Zowel qua titel als qua songlengtes belooft dit album op het eerste gezicht veel moois. Het album lijkt een terugkeer te zijn naar het geniale album V, waarop gevoelige korte nummers werden afgewisseld met een aantal imponerende prog-giganten. Opener The Edge Of The In-Between maakt al direct duidelijk dat mijn verwachtingen niet op het luchtledige zijn gebaseerd. Het nummer laat een herboren Spock’s Beard horen, met een elan dat ik al tijden niet meer heb gehoord. Het nummer rockt, swingt en zit buitengewoon vernuftig in elkaar. Hetzelfde geldt voor het hierop volgende, met fraai trompetwerk gelardeerde The Emperor’s Clothes. Met het instrumentale Kamikaze trekt De Baard zelfs alles uit de kast en grijpt men terug op de progressieve hoogtijdagen van de band.

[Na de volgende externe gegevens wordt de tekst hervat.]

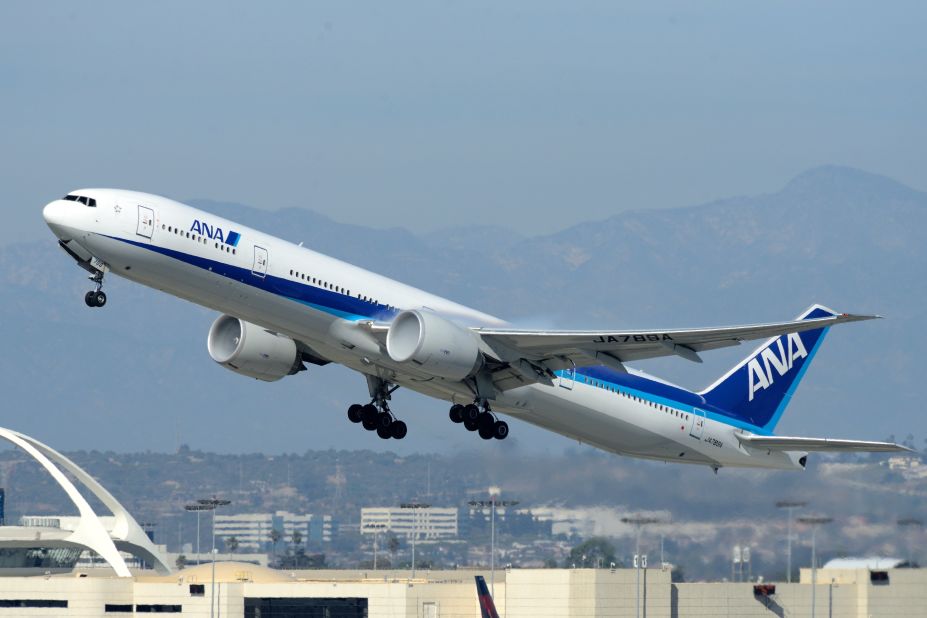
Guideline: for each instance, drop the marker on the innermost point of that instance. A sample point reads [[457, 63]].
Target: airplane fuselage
[[318, 302]]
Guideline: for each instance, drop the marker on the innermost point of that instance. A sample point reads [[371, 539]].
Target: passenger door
[[698, 423], [259, 269], [568, 376], [145, 226]]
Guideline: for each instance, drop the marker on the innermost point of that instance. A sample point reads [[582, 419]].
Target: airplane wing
[[614, 348], [785, 443]]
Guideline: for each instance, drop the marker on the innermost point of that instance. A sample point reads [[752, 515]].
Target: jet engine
[[252, 350], [436, 345]]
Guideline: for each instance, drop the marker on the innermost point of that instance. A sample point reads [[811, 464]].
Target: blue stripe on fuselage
[[334, 303], [659, 393]]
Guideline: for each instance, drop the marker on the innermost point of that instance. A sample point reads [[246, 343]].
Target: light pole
[[492, 503], [638, 522], [911, 525], [814, 522], [376, 533], [790, 506], [414, 507], [197, 508], [211, 504]]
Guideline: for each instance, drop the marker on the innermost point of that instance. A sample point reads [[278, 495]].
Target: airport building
[[425, 523], [249, 591], [40, 576], [253, 530]]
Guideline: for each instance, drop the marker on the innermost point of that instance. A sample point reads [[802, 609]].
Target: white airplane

Het niveau blijft gedurende het hele album ontzettend hoog. Sterker nog: met From The Darkness en Jaws Of Heaven moeten de twee klapstukken nog voorbij komen. Het mooist is echter dat de band weer een enorm frisse, gretige en gedreven indruk maakt. De nummers zitten stuk voor stuk veel beter in elkaar dan op de voorganger Spock’s Beard. Daardoor is één luisterbeurt al voldoende om verslaafd te raken aan dit album, terwijl het vorige album bij mij juist vrij snel in de kast eindigde. Ook komt Nick D’Virgilio op dit album voor het eerst écht goed tot zijn recht. De songs lijken volledig voor zijn stemgeluid geschreven te zijn.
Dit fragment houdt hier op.